An AMBER alert was never issued for Heidi Todd, authorities say, because they did not have sufficient information needed to meet criteria necessary to issue the alert. One of those criteria is a clear description of a suspect vehicle and a license number.

The FBI in its complaint against Evans says when it was alerted to activity involving Brittany Todd's debit card in Georgia, survelliance video from the gas station did not provide a clear view of the car Evans was driving, or its tag.

Background information provided by law enforcement shows Evans has a lengthy criminal history dating back to 1999, and had only been released from prison from prison on Feb. 1 — less than two weeks before the alleged attack and kidnapping.

S.C. Dept. of Corrections officials say Evans was released to community supervision after serving a state mandated 85 percent of a 10 year prison sentence for a 2009 armed robbery and burglary conviction.

Evans had most recently been an inmate at Kershaw Correctional Institution, and was supposed to have stayed in Spartanburg County as part of his release terms, DOC spokesman Jeff Taillon says.

Prison records show a long list of infractions by and disciplinary actions against Evans during his time as an inmate in the DOC system.

In 2017, Evans was punished in prison with loss of privileges for taking a hostage, destroying property, twice having drugs and twice having a weapon. In 2016, records show Evans was punished for threatening harm a prison worker and for drugs. He also was twice punished for having a cell phone.

Prior to his 2009 conviction on the burglary and armed robbery charges, criminal background records show he spent 10 days in jail for assault in 2004. In 2002, he was sentenced to three years in prison for strong armed robbery, but only served 127 days.

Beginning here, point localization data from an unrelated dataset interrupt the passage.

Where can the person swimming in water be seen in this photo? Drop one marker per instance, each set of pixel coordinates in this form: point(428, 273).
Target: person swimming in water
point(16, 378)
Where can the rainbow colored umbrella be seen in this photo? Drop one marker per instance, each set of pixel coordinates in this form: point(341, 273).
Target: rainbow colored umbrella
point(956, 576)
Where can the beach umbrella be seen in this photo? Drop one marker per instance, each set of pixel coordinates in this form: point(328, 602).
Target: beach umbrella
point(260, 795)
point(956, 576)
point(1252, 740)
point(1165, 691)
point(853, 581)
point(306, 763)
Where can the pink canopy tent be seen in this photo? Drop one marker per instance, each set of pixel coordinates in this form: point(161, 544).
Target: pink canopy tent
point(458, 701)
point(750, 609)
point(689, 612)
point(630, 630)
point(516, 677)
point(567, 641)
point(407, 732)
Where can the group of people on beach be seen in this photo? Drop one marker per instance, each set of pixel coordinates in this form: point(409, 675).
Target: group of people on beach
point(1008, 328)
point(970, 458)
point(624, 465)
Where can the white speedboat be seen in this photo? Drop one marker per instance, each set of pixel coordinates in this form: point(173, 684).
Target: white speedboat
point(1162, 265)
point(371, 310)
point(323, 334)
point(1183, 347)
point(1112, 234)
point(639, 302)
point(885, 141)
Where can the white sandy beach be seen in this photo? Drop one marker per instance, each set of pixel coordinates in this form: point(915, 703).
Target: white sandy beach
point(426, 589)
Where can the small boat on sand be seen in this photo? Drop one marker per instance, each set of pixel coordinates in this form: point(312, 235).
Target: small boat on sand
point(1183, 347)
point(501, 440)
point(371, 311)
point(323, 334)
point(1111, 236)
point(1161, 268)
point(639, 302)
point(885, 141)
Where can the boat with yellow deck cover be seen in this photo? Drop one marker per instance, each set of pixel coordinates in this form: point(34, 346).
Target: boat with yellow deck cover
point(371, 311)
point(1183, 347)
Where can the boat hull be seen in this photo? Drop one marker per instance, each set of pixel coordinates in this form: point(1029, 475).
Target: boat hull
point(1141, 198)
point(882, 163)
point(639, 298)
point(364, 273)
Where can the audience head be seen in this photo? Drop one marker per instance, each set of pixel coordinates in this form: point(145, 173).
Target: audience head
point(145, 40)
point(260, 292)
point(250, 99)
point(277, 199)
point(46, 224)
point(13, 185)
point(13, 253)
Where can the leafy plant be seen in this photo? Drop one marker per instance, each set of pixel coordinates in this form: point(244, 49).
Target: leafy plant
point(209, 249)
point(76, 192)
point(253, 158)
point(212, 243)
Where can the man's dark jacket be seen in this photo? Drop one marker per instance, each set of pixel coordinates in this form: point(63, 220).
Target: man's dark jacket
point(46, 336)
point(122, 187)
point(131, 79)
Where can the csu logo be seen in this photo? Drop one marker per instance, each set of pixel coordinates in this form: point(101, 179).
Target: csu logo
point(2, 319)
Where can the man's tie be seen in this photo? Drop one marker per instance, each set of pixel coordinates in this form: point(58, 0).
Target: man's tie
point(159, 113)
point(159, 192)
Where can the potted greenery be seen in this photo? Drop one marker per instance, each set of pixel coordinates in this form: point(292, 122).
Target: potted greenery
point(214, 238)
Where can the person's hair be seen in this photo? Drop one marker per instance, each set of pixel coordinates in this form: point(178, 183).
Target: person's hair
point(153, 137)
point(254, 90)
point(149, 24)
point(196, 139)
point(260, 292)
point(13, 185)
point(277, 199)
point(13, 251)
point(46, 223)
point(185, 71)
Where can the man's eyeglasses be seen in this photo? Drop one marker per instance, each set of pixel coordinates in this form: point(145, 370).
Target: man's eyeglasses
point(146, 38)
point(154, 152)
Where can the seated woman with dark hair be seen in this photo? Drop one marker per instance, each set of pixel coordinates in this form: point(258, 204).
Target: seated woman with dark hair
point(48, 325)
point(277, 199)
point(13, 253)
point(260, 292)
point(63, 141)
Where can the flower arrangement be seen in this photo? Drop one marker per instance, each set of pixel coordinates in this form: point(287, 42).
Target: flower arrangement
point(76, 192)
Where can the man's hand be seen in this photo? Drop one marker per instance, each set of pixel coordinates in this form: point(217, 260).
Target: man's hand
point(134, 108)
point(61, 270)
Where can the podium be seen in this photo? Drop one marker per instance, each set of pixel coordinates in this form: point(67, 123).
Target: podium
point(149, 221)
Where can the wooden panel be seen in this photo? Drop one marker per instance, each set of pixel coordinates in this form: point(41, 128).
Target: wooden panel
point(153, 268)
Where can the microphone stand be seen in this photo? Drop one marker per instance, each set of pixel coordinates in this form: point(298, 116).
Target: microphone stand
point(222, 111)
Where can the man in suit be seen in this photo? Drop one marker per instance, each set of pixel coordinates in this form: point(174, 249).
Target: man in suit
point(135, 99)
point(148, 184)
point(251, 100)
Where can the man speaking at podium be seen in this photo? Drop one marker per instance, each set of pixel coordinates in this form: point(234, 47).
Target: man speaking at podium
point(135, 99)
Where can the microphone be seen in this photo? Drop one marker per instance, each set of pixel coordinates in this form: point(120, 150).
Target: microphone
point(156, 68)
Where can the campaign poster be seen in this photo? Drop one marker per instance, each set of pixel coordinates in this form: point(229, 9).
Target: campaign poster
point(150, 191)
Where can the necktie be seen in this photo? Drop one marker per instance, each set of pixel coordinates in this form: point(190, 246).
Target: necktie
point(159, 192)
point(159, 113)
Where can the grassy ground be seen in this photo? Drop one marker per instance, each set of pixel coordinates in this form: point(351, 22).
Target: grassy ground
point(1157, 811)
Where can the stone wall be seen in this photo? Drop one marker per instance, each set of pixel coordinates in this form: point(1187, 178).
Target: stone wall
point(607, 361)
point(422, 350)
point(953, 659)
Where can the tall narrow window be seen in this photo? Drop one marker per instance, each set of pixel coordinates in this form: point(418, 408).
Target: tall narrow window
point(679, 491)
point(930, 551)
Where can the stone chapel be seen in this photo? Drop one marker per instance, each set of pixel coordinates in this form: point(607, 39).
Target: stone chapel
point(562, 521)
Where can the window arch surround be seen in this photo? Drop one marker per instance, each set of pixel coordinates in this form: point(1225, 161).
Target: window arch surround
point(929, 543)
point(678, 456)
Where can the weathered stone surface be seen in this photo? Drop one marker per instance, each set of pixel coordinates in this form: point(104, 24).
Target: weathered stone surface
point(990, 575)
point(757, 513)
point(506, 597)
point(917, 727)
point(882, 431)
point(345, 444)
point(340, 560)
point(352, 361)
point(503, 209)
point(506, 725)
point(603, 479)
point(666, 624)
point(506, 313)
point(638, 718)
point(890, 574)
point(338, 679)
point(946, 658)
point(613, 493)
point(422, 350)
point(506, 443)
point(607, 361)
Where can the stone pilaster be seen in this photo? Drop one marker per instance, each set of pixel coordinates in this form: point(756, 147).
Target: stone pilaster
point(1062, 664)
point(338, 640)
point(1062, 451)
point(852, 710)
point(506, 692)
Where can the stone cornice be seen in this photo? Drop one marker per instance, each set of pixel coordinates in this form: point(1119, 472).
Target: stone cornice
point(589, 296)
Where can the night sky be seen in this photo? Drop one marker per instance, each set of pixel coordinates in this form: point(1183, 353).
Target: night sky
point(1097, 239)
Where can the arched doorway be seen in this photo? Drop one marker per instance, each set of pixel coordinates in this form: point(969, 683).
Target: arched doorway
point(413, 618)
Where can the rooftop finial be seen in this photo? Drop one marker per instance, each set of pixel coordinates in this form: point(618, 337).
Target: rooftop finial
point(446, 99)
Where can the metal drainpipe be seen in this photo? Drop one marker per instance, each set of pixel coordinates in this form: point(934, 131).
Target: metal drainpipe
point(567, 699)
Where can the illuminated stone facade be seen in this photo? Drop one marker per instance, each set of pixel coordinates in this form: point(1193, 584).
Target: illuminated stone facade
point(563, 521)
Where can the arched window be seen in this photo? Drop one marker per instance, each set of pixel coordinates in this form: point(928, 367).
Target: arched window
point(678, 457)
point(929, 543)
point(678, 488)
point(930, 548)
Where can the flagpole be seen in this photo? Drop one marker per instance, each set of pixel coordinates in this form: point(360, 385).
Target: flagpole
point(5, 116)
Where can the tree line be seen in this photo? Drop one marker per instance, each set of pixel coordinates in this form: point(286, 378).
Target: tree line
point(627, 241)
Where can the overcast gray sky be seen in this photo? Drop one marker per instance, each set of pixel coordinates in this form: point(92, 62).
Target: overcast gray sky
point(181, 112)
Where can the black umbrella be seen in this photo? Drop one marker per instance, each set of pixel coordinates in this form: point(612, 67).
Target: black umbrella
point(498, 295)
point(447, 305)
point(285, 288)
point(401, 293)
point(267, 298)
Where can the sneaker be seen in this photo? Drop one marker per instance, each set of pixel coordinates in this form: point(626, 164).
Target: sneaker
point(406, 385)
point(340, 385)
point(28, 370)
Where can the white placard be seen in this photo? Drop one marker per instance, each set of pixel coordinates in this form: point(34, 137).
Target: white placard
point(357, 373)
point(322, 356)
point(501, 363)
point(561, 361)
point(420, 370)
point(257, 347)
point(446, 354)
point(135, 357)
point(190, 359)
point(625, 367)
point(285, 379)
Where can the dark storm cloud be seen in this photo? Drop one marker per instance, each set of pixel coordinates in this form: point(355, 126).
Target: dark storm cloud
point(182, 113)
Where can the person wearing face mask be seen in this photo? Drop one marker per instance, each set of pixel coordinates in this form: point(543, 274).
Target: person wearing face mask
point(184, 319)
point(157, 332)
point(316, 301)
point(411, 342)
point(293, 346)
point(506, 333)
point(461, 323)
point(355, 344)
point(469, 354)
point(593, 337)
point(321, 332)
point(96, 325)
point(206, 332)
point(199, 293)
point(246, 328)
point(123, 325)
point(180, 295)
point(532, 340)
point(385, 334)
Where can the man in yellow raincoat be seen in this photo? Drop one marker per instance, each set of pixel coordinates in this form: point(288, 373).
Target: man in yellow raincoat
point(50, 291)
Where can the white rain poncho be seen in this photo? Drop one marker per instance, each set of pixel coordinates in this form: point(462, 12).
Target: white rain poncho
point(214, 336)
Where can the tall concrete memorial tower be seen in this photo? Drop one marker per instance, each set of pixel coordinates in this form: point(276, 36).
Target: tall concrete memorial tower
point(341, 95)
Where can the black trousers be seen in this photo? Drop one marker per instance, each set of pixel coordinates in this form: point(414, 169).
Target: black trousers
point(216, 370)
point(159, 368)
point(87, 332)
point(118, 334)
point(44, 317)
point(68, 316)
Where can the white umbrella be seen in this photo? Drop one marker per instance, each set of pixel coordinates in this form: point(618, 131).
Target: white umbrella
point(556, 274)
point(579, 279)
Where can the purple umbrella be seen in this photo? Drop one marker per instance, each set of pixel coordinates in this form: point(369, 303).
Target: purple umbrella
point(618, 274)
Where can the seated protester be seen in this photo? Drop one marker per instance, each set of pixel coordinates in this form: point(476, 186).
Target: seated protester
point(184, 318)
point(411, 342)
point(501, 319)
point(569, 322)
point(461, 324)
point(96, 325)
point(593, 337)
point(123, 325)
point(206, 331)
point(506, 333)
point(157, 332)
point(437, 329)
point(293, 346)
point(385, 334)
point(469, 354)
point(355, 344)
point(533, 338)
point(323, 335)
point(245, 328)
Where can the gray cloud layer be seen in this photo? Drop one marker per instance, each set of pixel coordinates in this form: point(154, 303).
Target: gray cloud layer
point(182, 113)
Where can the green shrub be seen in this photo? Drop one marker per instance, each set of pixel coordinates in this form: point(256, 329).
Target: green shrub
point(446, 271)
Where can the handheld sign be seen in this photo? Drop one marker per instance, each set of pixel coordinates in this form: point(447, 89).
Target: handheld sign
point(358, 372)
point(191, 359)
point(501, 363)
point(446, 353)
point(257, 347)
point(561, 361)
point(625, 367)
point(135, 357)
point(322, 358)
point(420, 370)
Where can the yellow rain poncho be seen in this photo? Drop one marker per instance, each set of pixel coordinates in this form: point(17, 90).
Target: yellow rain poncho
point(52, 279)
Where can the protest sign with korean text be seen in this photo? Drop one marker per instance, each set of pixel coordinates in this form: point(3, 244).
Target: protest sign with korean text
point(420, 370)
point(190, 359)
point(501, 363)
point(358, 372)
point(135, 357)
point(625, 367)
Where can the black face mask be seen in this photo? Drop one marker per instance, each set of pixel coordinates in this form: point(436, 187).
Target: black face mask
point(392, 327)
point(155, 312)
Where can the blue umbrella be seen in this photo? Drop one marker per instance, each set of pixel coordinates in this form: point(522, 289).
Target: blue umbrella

In 2000, Evans was arrested and charged with criminal sexual conduct with a minor, but that charge was later reduced to assault and battery. He was convicted of that charge, and sentenced to 1 year in prison, suspended to a year of probation.

In 1999, Evans was sentenced to 90 days in jail and three years of probation for breaking into vehicles.

(ABC News 4's April Salvador and Angela Brown contributed information to this report).